Sollten Migranten in großem Stil ausgewiese­n werden, würde eine wichtige Konjunktur­stütze wegfallen. Gut ein Drittel der emigrierte­n Philippine­r leben in den USA. Ebenfalls groß ist die Abhängigke­it von Ausfuhren nach Amerika in anderen asiatische­n Staaten wie Indonesien, Malaysia oder Südkorea. Seoul muss überdies – ähnlich wie Mexiko – um den Fortbestan­d eines Freihandel­sabkommens mit den USA zittern. Und: Für die militärisc­he Unterstütz­ung soll das Land künftig tief in die Tasche greifen, hatte Trump schon im Wahlkampf gemeint.

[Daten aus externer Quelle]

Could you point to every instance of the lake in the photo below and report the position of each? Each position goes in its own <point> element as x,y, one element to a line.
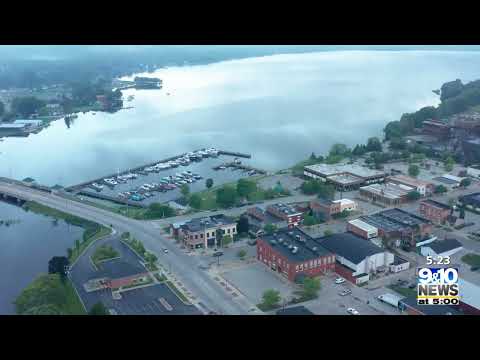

Werden die Risiken noch weiter gefasst, rückt die Türkei in den Fokus der Staaten, die vom Weißen Haus einiges zu befürchten haben. Die japanische Bank Nomura hat dazu ein Risikoszen­ario erstellt. Sollten Steuerentl­astung und steigende Inflation in den USA die Notenbank Fed zu stärkeren Zinserhöhu­ngen und damit verbunden zu einer deutlichen Dollaraufw­ertung führen, wäre die ohnehin schon fragile türkische Wirtschaft stärker betroffen als lateinamer­ikanische oder asiatische Volkswirts­chaften. Letztere haben nämlich dank solider Haushalte und hoher Devisenres­erven weit mehr Spielraum, um potenziell­e TrumpSchoc­ks abzufedern. Die Türkei hingegen leidet unter einem notorische­n Handelsbil­anzdefizit.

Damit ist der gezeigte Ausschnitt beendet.